Le shiatsu peut alors offrir un espace de pause, de détente et de réconfort dans un parcours souvent éprouvant.

Après les traitements, une autre étape commence.

Cette période est parfois sous-estimée. Le corps reste marqué par les traitements : fatigue chronique, douleurs résiduelles, modifications hormonales, image corporelle fragilisée, peur de la récidive.

Le shiatsu peut alors accompagner :

  • la récupération progressive de l’énergie

  • la réappropriation du corps

  • la régulation du système nerveux

  • le retour à une sensation d’unité et de cohérence.

Retrouver un lien apaisé avec son corps

Au-delà des symptômes, le shiatsu agit aussi sur un plan plus subtil mais essentiel : la relation au corps.

Après la maladie, le corps peut parfois être vécu comme un ennemi, un lieu de trahison ou de douleur.

Le toucher respectueux, non intrusif, permet alors de reconstruire un dialogue avec lui, sans performance ni objectif à atteindre.

C’est souvent dans cette réconciliation silencieuse que se joue une transformation profonde.

Une approche intégrative centrée sur la personne

Le shiatsu prend tout son sens lorsqu’il s’inscrit dans une démarche de santé intégrative.

Il peut être associé à :

  • une activité physique adaptée

  • un accompagnement psychologique

  • des pratiques de respiration ou de relaxation

  • une hygiène de vie respectueuse du rythme de chacun.
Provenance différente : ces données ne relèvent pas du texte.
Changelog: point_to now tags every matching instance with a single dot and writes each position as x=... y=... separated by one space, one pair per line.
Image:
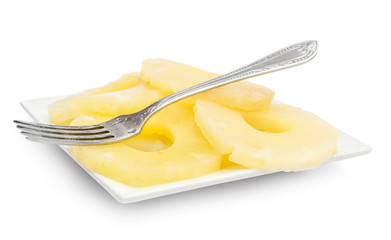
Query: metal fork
x=126 y=126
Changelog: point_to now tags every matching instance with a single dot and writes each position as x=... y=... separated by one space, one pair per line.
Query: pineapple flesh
x=164 y=152
x=280 y=137
x=229 y=128
x=126 y=95
x=171 y=77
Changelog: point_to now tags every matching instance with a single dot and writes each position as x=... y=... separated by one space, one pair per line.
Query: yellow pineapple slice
x=123 y=96
x=170 y=148
x=280 y=137
x=172 y=77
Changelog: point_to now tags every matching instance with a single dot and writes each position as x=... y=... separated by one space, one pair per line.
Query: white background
x=48 y=48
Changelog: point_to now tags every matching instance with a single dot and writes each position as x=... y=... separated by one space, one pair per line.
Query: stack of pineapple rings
x=193 y=137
L’objectif n’est pas d’en faire toujours plus, mais de faire juste.

Une base commune et des spécialisations

Tous les praticiens shiatsu passent par un socle de formation commun qui comprend notamment :

  • les bases de la médecine traditionnelle chinoise

  • l’étude des méridiens

  • la pratique du toucher spécifique du shiatsu

  • l’observation énergétique du corps.

Mais à partir de cette base, chaque praticien développe ensuite ses affinités et ses spécialisations.

Certains travaillent davantage avec les enfants, d’autres avec les femmes, d’autres encore autour de la gestion du stress, de la douleur ou des transitions de vie.

Cette diversité explique pourquoi le shiatsu peut aujourd’hui intervenir dans des contextes extrêmement variés.

L’importance d’une formation sérieuse

Il est également important de rappeler que tous les praticiens ne se valent pas.

Même si le shiatsu ne dispose pas aujourd’hui d’un diplôme d’État en France, une formation solide et reconnue reste essentielle.

Apprendre le shiatsu demande plusieurs années d’étude, de pratique et de supervision. C’est une discipline qui nécessite :

  • des connaissances théoriques approfondies

  • une grande qualité d’écoute

  • un véritable travail personnel sur la posture du praticien.

Le shiatsu n’est donc pas une pratique que l’on aborde à la légère.

Une discipline en plein développement

Depuis plusieurs années, le regard porté sur le shiatsu évolue. De plus en plus de professionnels de santé s’y intéressent et reconnaissent les bénéfices qu’il peut apporter en complément d’autres approches.

Le chemin vers une reconnaissance plus large est encore en cours, et le sujet reste parfois sensible.

Mais une chose est certaine : le shiatsu trouve progressivement sa place dans une vision plus globale de la santé et du bien-être.

Et c’est peut-être là toute sa richesse : offrir un espace où le corps peut être entendu, respecté et soutenu dans ses capacités naturelles d’équilibre.